Il secondo taglio dei tassi da parte della BCE è un bluff, un finto tentativo di progressione rispetto alle altre banche centrali. I mercati dei cambi non vedono il bluff, ma gli obbligazionisti sì. Il piano dell'UE è sempre stato quello di evitare di tagliare qualsiasi pasto gratis che aveva precedentemente stabilito attraverso finanziamenti presumibilmente illimitati tramite l'eurodollaro. La lotta a livello di megapolitica verte tutta su questo duplice scenario: ridimensionamento, o salvezza attraverso la morte di qualcun altro. O si tagliano drasticamente i presunti pasti gratis e si sconfessa l'illusione di monopsonio dell'Europa (con la conseguente rottura dell'Unione) ragionando con freddo criterio logico su quanto sbagliato in passato, oppure si cede al panico, si stampa e si scaraventa l'intera economia mondiale in una vera e propria catastrofe inflazionistica.

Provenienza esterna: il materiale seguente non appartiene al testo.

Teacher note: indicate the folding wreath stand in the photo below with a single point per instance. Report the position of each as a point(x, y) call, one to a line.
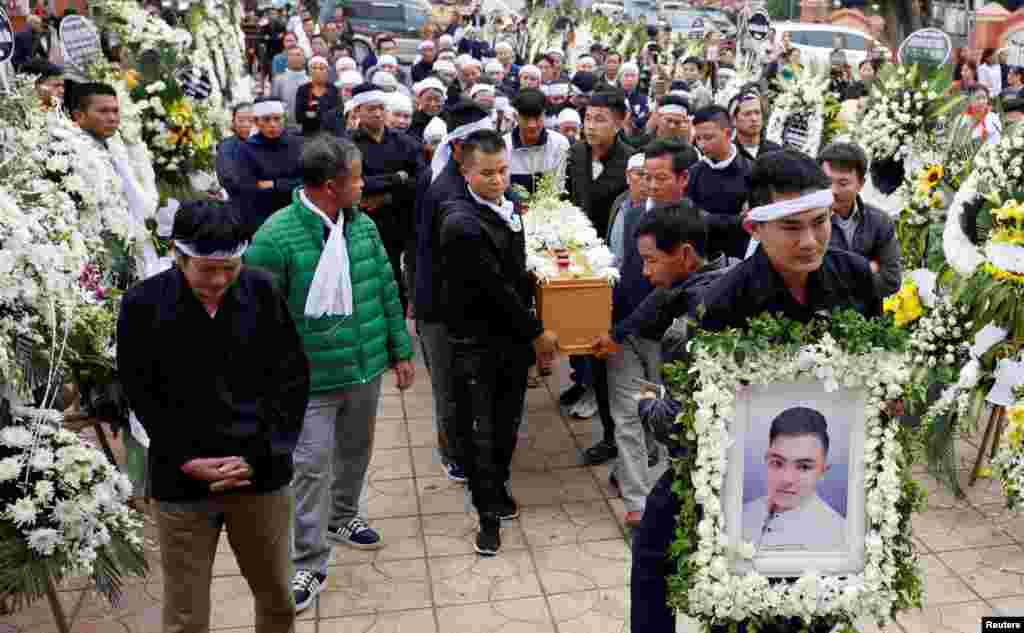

Tutte le emergenze finora sperimentate, sin dalla crisi del debito greco, sono state usate come arma per forzare un mercato obbligazionario comune in Europa. L'insostenibilità della tragedia dei beni comuni richiede un nuovo livello di ridistribuzione, soprattutto adesso che i rubinetti dell'eurodollaro sono chiusi. A tal proposito, infatti, la spinta verso l'unione fiscale si è fatta sempre più pressante sin da quando le obbligazioni SURE hanno fatto capolino e i salvataggi straordinari (es. PNRR) avevano come postilla la tassazione diretta dell'UE su parte dei prestiti erogati. Anche la guerra nell'Europa orientale è stata fomentata per tale scopo: far pagare il proprio default agli altri. Ma non basta, perché un default significa sempre sfiducia, soprattutto nel mercato obbligazionario, e se tutti non remano all'unisono il bluff viene scoperto.

La Germania ha vissuto sulla sua pelle cosa significa questo processo e non vuole ripeterlo, in particolare la Bundesbank. La demolizione controllata dell'economia tedesca serve sostanzialmente a fiaccare la volontà dei banchieri centrali tedeschi affinché accettino questa “nuova normalità”. Il recente piano Draghi è solamente l'ennesimo avvertimento mafioso per integrazione fiscale e obbligazionaria.